Trashing immigrants is not the important news. What is important news is that destitute families are assisted by small communities and neighborhoods as the family makes its way to a new beginning – which any of us would do if we were in the same situation.

Will sanity return to Homo sapiens via its tribal/community societies? The plant kingdom understands this principal – it doesn’t start with the flower, it starts with the root.

Ancient Mariner

 

 

A pleasant visit to the 17th century

Mariner and his wife often schedule small day trips to places never visited or not visited in a long time. The destinations almost always are within fifty miles round trip. They have visited small parks, historical sites, certain stores or restaurants, fairs and other social events. Unbeknownst to them until they arrived, they even visited a town that wasn’t there anymore.
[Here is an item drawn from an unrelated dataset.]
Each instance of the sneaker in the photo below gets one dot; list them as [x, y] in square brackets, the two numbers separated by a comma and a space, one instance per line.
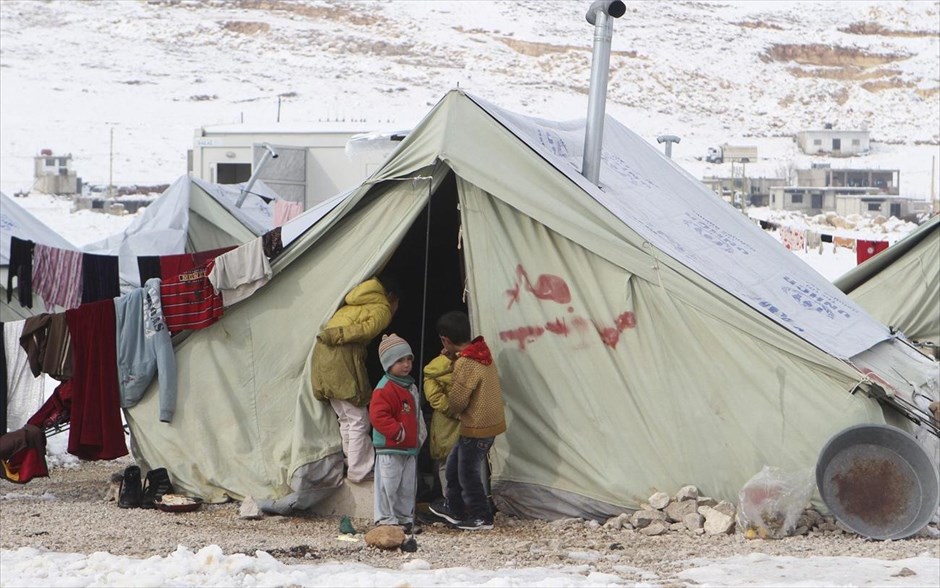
[440, 508]
[475, 524]
[129, 495]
A day or two ago they traveled a whopping 27 miles west to visit a store they had not visited in many years. This was a special store for two reasons: first, it was an old store established in 1985 in a small town in the middle of nowhere that is run farm-to-store-shelf by members of the Pennsylvania Dutch denomination (one of many Anabaptist sects), second, the ‘Dutchman’s Store’ had a grand reopening at a new location last week. It is the only store of its kind that mariner and his wife know aside from smaller stores in the Lancaster area of Pennsylvania. When measuring this new store, think of Walmart.

Dutchman’s is entirely stocked for Anabaptist folks from kitchenware (does your store sell a flour mill to make your own flour or three versions of ice cream makers?) to clothing just for the Anabaptists (mariner was sorely tempted to buy a traditional brimmed straw hat that he would wear to scare his family when they visited) to special slaughtering bullets, to ancient used books for sale (slightly aligned with Anabaptist teachings), to an astounding produce market fresh from the farm and large cuts of meat from every kind of farm animal, goats too. His wife surprised him by buying two large lamb steaks, a meat seldom if ever seen in supermarkets – at least in Iowa.

But get this – mariner has lived in Iowa for 31 years. He has berated the ‘pork’ state for not having, nor even knowing about ‘scrapple’. It is one of his childhood memories and has disappeared from grocery markets, even in Iowa. Back in the 60’s when mariner lived in the town he lives in now, only one older woman knew what scrapple was. She made a batch for him.  On this trip, his wife surprised him by buying a pack of scrapple from the Dutchman’s store. Wow! Then he read the small print: manufactured in Lancaster, Pennsylvania. Iowa just doesn’t understand fine cuisine.

99% of the staff are dressed Dutchman style with beards and Anabaptist clothing and the women all wearing the same white bonnet. When mariner checked out, he asked the attractive young lady wearing the bonnet what the significance was of the hat since every woman was wearing one.

She said, “We regard the head covering as a mystical cloth that carries protective powers of angels for our women” (using 1Cor. 11:10—and yet the word protection is never used in this verse) “and empowers us to somehow live a more righteous life than those who do not wear it.”

Mariner asked if the bonnet was sort of like a halo? She grinned widely and said, “Yes.” Mariner responded that he was quite pleased to have met an angel ….. Only at Dutchman’s.